Burmese Tragedy

2 October 2007

Burmese Tragedy

By Gwynne Dyer

Empty monasteries, severed telecommunications, and a sullen, beaten silence that seems to envelop the whole country. It doesn’t just feel like a defeat for the Burmese people; it feels like the end of an era. It was an era that began at the other end of South-East Asia two decades ago, with the non-violent overthrow of the Marcos regime in the Philippines by “people power” in 1986.

For a while, non-violent revolutions seemed almost unstoppable: Bangladesh, South Korea, Thailand and Indonesia all followed the Filipino example, overthrowing military rule and moving to open democratic systems after decades of oppression. China itself almost managed to follow their example in the Tienanmen episode of 1989, and then the contagion spread to Europe.

The Berlin Wall came down in late 1989, the Communist regimes of Eastern Europe melted away with scarcely a shot fired, and by 1991 the Soviet Union itself had gone into liquidation. It was the threat of similar non-violent action that finally brought the apartheid regime in South Africa to the negotiating table in the early 1990s. Right into the 21st century the trend continued, with undemocratic regimes being forced to yield power by unarmed protestors from Serbia to Georgia to Nepal. But there were always the exceptions, and exceptions are always instructive.

The greatest exception, in the early days, was Burma itself. Entranced by the seeming ease with which their South-East Asian neighbours were dumping their dictators and emboldened by the transfer of power from General Ne Win (who had been in power for a quarter-century) to a junta of lesser generals, Burmese civilians ventured out on the streets to demand democracy. The army slaughtered three thousand of them in the streets of Rangoon, whisking the bodies away to be burned, and the protestors went very quiet.

It was this success for repression in Burma that gave the Chinese Communist regime the confidence to do the same thing on Tienanmen Square the following year, and it worked there too. People went very quiet after the massacre on the Square, and the regime is still firmly in power eighteen years later. Non-violent protest is a powerful tactic, but no tactic works in every contingency. To be specific, non-violent protest does not work against a regime that is willing to commit a massacre, and can persuade its troops to carry out its orders.

The emotion that non-violence works on is shame. Most people feel that murdering large numbers of their fellow citizens on the streets in broad daylight is a shameful action, and even if the privileged people at the top of a regime can smother that emotion, their soldiers, who have to do the actual killing, may not be able to.

If you cannot be sure your soldiers will obey that order, then it is wise not to give it, since you present them with a dilemma that can only be resolved by turning their weapons against the regime. Better to negotiate a peaceful withdrawal from power. So non-violent revolution often succeeds — but not if the army is sufficiently isolated from the public.
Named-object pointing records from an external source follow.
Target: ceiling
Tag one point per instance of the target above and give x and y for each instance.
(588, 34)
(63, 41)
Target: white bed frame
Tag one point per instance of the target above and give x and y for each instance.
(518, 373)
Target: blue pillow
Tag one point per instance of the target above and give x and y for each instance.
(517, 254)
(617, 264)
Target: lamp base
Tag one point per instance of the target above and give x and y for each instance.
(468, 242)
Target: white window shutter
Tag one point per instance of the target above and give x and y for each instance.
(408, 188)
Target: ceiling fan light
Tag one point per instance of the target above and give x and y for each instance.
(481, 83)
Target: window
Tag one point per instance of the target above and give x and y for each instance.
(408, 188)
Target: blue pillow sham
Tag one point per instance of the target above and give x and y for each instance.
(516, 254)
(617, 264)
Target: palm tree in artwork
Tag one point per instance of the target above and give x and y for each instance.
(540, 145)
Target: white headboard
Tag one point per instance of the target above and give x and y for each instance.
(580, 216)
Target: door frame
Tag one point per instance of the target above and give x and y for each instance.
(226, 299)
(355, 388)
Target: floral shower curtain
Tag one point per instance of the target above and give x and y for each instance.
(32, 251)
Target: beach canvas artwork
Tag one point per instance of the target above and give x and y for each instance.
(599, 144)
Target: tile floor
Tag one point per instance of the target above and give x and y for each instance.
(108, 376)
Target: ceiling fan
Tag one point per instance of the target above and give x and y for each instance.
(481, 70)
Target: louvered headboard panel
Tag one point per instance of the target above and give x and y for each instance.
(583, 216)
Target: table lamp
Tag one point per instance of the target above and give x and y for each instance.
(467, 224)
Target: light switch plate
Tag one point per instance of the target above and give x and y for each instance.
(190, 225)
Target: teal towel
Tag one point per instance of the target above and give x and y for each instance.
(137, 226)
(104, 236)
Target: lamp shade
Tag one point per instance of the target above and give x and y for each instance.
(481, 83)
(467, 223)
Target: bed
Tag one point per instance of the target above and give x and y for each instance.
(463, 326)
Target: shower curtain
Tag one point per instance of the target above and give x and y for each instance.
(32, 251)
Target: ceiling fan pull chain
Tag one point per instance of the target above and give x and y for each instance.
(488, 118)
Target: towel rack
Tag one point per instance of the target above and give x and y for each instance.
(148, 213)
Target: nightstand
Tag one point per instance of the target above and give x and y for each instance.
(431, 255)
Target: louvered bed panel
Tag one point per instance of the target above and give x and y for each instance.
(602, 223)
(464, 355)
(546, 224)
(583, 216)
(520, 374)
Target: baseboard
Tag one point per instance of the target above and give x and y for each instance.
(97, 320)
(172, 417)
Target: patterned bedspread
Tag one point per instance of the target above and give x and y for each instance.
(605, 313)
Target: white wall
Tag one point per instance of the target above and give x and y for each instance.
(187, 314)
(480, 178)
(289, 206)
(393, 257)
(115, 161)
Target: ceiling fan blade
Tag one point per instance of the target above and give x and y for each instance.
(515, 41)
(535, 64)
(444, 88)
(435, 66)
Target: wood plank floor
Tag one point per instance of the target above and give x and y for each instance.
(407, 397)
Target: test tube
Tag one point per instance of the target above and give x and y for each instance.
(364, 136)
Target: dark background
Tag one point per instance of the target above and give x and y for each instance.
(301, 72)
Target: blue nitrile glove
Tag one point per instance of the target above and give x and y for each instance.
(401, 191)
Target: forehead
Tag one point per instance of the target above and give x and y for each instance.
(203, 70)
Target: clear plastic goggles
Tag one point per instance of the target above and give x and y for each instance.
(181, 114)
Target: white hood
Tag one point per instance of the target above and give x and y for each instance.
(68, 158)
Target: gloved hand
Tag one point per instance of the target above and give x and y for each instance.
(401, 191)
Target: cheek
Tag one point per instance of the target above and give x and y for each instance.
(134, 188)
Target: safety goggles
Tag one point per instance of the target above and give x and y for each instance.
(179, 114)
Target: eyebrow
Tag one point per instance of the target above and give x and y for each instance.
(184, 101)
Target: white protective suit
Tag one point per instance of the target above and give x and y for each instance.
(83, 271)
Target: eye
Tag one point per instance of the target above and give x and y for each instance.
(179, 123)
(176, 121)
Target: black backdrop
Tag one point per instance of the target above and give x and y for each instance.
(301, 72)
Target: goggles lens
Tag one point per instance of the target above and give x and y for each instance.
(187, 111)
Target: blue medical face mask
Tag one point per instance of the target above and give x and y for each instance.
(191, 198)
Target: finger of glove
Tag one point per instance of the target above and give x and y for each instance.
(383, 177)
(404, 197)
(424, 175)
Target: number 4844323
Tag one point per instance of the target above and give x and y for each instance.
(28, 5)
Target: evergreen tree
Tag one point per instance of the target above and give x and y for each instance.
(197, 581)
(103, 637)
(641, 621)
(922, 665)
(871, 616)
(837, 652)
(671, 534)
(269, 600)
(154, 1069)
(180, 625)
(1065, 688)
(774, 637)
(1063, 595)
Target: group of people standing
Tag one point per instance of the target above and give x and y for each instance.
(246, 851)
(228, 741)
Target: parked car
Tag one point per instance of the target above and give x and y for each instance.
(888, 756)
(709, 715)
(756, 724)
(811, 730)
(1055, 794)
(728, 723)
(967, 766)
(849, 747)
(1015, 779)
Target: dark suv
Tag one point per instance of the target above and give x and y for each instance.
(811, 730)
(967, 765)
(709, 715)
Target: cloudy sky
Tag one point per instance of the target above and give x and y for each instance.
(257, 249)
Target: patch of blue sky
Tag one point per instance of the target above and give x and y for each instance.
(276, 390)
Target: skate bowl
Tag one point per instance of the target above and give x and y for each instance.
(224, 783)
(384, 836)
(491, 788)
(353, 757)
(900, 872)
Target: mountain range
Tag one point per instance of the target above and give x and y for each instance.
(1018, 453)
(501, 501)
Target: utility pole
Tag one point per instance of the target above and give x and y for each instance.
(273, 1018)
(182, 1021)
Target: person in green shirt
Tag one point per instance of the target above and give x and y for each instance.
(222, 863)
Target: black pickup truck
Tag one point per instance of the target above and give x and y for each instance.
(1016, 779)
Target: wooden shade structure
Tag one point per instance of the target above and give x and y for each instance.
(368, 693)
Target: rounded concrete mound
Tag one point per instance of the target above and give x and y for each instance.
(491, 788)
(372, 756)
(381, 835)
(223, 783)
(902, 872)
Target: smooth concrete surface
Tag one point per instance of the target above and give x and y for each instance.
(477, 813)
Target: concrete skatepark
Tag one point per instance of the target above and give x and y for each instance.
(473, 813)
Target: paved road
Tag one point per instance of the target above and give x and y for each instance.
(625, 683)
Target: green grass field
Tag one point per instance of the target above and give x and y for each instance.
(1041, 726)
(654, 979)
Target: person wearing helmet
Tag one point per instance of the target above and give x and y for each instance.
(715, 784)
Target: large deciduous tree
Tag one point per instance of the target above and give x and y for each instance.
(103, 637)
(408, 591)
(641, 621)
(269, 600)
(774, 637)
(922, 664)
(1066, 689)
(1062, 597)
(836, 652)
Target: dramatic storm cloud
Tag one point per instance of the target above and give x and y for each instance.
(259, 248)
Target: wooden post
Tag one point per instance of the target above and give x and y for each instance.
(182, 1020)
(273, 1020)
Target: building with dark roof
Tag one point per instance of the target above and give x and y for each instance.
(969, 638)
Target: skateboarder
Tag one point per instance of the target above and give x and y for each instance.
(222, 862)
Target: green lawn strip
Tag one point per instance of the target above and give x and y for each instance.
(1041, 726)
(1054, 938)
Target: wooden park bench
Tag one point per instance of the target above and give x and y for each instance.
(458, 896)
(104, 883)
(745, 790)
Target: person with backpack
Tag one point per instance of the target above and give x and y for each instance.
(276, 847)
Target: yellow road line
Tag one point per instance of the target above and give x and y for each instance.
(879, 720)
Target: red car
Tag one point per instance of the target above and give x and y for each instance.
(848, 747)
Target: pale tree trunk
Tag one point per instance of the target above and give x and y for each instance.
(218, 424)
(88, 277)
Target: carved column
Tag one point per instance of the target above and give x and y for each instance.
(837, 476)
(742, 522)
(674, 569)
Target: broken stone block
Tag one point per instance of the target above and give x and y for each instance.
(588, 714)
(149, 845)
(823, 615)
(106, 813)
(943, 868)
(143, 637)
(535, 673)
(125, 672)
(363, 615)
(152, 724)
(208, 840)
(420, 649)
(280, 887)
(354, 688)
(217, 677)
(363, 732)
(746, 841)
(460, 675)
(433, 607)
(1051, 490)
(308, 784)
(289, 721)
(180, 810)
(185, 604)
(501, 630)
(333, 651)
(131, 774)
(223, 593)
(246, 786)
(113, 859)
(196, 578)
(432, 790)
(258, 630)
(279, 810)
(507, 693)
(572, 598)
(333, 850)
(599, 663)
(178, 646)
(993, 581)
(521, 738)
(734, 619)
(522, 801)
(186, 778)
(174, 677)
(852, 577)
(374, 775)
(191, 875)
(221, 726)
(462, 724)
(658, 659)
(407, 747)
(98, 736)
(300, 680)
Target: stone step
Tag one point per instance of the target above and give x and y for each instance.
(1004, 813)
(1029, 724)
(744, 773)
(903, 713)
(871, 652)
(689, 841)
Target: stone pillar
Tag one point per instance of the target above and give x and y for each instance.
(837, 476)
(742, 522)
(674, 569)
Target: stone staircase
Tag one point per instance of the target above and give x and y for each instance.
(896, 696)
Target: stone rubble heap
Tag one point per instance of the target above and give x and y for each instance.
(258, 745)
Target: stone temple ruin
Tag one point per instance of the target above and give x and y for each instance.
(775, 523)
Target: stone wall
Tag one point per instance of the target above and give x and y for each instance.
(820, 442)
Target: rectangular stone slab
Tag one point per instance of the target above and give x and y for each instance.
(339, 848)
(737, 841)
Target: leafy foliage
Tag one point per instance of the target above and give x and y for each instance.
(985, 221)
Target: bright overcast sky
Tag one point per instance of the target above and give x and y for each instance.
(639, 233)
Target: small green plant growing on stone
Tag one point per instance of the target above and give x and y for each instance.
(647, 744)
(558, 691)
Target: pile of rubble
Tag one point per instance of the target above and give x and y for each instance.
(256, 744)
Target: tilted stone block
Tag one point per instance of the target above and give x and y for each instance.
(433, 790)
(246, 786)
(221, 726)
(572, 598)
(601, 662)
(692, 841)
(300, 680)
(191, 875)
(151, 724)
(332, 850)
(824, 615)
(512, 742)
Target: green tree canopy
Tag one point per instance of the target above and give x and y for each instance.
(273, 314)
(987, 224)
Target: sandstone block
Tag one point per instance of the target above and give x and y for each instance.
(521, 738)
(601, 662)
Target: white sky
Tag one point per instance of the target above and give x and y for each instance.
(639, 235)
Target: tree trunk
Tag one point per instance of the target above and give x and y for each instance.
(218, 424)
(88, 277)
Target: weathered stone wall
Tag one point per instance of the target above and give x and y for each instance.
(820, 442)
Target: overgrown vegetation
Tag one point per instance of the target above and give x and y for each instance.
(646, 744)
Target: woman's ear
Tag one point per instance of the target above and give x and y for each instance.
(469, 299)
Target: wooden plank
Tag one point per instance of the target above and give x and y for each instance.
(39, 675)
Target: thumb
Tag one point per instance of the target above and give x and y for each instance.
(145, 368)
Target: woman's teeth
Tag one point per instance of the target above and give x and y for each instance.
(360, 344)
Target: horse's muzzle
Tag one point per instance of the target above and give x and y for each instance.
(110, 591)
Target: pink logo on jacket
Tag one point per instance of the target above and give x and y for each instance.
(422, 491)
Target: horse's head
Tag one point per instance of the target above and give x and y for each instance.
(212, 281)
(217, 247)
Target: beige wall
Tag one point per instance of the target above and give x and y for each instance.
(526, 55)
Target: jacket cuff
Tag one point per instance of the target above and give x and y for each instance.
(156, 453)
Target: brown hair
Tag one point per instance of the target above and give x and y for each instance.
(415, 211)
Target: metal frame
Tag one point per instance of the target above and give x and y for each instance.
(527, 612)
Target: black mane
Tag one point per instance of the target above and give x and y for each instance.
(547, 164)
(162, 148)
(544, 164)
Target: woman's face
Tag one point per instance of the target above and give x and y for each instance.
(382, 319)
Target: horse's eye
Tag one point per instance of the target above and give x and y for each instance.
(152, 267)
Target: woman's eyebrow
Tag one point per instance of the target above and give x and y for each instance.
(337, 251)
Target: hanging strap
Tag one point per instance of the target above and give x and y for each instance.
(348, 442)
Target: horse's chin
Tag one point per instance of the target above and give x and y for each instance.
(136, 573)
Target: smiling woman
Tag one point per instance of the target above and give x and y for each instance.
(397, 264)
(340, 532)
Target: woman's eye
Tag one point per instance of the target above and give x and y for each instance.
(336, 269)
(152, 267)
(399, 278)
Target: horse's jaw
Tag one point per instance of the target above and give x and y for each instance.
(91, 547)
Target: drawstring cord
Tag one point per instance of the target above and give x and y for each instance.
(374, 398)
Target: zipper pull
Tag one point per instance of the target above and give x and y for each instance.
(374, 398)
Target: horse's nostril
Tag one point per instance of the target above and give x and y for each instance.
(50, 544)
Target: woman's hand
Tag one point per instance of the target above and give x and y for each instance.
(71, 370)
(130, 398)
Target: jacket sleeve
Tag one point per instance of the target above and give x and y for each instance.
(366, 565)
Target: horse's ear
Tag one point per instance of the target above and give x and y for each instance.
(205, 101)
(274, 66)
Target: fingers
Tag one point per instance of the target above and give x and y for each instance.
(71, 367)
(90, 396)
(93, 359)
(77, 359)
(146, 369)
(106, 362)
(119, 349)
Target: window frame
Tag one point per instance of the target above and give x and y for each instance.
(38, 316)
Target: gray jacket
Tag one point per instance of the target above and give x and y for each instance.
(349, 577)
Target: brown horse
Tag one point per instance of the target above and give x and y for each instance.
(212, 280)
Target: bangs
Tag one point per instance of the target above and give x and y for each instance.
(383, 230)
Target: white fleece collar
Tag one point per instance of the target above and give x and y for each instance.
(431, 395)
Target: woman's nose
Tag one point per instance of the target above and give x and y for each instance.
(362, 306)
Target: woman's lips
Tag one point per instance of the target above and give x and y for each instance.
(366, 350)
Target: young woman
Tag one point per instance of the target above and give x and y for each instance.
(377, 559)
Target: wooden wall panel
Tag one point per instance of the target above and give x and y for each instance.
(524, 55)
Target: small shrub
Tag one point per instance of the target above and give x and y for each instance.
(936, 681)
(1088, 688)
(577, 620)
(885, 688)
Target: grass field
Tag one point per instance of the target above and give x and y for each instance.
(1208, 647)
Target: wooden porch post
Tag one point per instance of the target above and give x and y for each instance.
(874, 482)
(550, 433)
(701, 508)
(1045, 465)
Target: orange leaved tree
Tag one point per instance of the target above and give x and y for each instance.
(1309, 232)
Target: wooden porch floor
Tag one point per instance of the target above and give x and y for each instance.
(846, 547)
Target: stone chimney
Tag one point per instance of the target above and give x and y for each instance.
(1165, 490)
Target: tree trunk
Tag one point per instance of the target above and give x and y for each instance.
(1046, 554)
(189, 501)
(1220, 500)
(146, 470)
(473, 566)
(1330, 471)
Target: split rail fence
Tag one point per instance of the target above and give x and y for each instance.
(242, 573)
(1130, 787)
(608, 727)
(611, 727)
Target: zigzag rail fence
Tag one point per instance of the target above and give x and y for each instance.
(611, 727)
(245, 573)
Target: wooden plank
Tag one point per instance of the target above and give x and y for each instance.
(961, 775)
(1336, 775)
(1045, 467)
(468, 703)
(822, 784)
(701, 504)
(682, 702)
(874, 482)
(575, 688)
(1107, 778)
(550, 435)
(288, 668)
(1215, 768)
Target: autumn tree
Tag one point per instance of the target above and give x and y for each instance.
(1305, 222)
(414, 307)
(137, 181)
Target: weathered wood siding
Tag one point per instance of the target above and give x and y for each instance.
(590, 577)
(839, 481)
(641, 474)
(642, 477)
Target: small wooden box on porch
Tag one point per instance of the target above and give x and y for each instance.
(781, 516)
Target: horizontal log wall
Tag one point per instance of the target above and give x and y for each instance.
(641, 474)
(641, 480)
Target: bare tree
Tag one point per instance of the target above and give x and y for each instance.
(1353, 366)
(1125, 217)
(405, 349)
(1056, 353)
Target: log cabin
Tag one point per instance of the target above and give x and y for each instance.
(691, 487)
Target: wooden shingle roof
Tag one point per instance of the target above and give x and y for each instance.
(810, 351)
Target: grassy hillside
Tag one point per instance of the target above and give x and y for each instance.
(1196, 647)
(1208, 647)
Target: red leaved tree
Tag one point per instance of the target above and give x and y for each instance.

The isolation can be achieved by indoctrination, but physical separation helps too. Before the Chinese regime ordered the attack on Tienanmen Square, it withdrew the entire Beijing garrison (which it believed to be contaminated by close contact with the public), and replaced it with divisions brought in from the deep interior of the country. The killing was carried out by country boys to whom the sophisticated residents of Beijing looked like alien beings, people about whom almost any lie seemed credible.

The Burmese army is profoundly isolated from the civilian public. Its officers, over the decades of military rule, have become a separate, self-recruiting caste that enjoys great privileges, and its soldiers are country boys — not one in a hundred is from Rangoon or Mandalay. The regime has even moved the capital from Rangoon to the preposterous jungle “city” of Naypyidaw, a newly built place whose only business is government,  in order to increase the social isolation of its soldiers and servants.

So when the protestors came out on the streets again in the bigger Burmese cities after nineteen years, led this time by monks whose prestige made many believe the army would not dare touch them, the regime simply started killing again. The death toll this time is probably no more than a tenth of that in 1988, for people got the message very quickly: nobody who defies the regime is safe. Not even monks.

The Burmese are now pinning their hopes on foreign intervention, but that was never going to happen. It never played a decisive role in the non-violent revolutions that succeeded, either. Sooner or later the extreme corruption of the army’s senior officers will destroy its discipline, but meanwhile it is probably more years of tyranny for Burma, with only Aung San Suu Kyi, the heroic symbol of Burmese democracy who lives under semi-permanent house arrest, to bear witness against it.

It is not the end of an era, however. In other places, against other repressive regimes, non-violence still has a reasonable chance of succeeding. It never did work in Burma.


To shorten to 725 words, omit paragraphs 5 and 8. (“It was…orders”; and “The isolation…credible”)

NOTE: Some papers may be compelled to substitute Myanmar for Burma, and Yangon for Rangoon, but those terms were introduced by the current regime after the 1988 massacre in an attempt to wrap itself in the flag, and are not used by the Burmese democratic movement.